Série · Chronique juridique

Un jugement important pour les locataires en RPA.

Le 10 août 2026, la Cour du Québec a rendu un jugement important pour les personnes vivant en résidence privée pour aînés (RPA). Elle donne ainsi raison à Monsieur Marc Pettigrew, qui contestait notamment l’obligation de payer pour des services d’entretien ménager et de literie qu’il ne souhaitait plus recevoir. La Cour infirme une décision du Tribunal administratif du logement (TAL) qui avait rejeté ses demandes.

Une personne aînée confiante tenant un document juridique dans un salon lumineux de résidence
Connaître ses droits, c’est déjà pouvoir les faire respecter.
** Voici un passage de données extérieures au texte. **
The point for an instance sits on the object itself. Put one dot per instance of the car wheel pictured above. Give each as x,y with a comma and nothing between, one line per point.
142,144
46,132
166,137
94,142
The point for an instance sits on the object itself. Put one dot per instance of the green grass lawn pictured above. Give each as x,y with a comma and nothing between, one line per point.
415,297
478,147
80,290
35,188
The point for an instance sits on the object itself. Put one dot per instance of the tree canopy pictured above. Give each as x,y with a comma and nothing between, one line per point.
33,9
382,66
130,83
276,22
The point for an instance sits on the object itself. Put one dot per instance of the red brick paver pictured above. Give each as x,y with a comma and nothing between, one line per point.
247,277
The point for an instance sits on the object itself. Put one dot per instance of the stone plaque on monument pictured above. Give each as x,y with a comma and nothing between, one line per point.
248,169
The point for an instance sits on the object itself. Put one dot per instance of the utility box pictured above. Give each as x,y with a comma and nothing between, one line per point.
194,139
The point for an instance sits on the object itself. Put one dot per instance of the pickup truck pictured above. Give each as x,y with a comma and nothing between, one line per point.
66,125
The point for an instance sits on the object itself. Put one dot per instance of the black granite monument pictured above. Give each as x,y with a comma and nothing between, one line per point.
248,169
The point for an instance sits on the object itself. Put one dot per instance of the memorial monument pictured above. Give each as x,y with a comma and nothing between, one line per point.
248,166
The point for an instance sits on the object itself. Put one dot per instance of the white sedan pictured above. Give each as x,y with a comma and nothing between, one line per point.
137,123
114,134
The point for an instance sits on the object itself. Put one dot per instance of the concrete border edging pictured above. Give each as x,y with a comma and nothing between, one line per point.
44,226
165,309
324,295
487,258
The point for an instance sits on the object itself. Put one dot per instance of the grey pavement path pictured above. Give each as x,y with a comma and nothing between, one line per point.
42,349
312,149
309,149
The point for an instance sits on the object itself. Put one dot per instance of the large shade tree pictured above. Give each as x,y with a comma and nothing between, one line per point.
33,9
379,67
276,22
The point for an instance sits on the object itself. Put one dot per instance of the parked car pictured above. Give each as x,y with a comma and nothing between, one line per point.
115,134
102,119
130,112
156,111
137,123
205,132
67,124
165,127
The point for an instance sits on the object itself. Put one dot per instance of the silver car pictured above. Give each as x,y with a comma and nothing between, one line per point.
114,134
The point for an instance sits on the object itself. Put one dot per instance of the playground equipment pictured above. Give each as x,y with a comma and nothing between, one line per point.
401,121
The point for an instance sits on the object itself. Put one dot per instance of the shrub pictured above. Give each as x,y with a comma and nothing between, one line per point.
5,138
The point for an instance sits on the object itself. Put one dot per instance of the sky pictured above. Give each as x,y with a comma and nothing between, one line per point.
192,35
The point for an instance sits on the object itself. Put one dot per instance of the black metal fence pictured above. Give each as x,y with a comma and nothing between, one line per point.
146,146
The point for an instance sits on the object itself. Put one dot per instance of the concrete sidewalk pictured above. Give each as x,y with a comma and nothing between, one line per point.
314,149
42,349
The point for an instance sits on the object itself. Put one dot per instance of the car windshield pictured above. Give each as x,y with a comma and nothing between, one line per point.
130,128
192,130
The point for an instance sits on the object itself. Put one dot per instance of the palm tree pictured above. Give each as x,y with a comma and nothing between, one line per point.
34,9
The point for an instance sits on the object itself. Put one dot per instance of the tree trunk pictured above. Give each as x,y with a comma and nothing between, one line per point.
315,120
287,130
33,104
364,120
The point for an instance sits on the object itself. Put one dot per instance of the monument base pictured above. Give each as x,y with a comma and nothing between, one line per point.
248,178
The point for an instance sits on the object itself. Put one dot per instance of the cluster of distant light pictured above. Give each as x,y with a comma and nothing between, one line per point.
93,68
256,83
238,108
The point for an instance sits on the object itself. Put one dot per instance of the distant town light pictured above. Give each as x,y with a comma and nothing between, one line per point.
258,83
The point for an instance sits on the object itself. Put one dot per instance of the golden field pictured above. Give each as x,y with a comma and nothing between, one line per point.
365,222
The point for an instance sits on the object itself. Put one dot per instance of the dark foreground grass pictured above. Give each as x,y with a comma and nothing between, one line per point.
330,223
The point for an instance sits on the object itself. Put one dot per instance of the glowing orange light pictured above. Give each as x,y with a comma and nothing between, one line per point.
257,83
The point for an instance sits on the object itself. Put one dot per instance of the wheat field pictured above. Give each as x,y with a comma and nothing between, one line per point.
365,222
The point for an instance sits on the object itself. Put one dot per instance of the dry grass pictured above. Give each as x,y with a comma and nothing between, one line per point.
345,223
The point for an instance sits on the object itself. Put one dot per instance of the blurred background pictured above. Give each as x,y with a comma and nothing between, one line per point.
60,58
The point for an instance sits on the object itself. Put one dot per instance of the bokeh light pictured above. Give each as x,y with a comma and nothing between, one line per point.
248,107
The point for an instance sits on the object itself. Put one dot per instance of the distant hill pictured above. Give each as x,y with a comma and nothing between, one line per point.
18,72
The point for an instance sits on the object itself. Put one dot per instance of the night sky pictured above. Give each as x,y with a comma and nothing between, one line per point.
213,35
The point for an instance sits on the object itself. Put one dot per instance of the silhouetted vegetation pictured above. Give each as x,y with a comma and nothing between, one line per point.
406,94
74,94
Un locataire peut-il être contraint de payer des services qu’il ne veut plus recevoir?

L’enjeu dépassait largement la situation personnelle de M. Pettigrew. L’une des questions posées était la suivante : un locataire d’une RPA peut-il être contraint de conserver et de payer, pendant toute la durée de son bail, des services personnels qu’il ne veut plus recevoir?

Dans son jugement, la Cour a répondu par la négative. Elle a conclu que M. Pettigrew pouvait mettre fin à ces services et cesser de les payer. Elle déclare également nulle et sans effet la clause qui limitait sa possibilité de choisir les personnes pouvant lui fournir certains services.

Des services imposés : une atteinte à la dignité et à l’autonomie

Le jugement reconnaît que les besoins d’une personne âgée peuvent évoluer. Des services jugés utiles au moment de l’entrée en résidence peuvent devenir inutiles ou ne plus correspondre à ses besoins, à ses goûts ou à ses choix.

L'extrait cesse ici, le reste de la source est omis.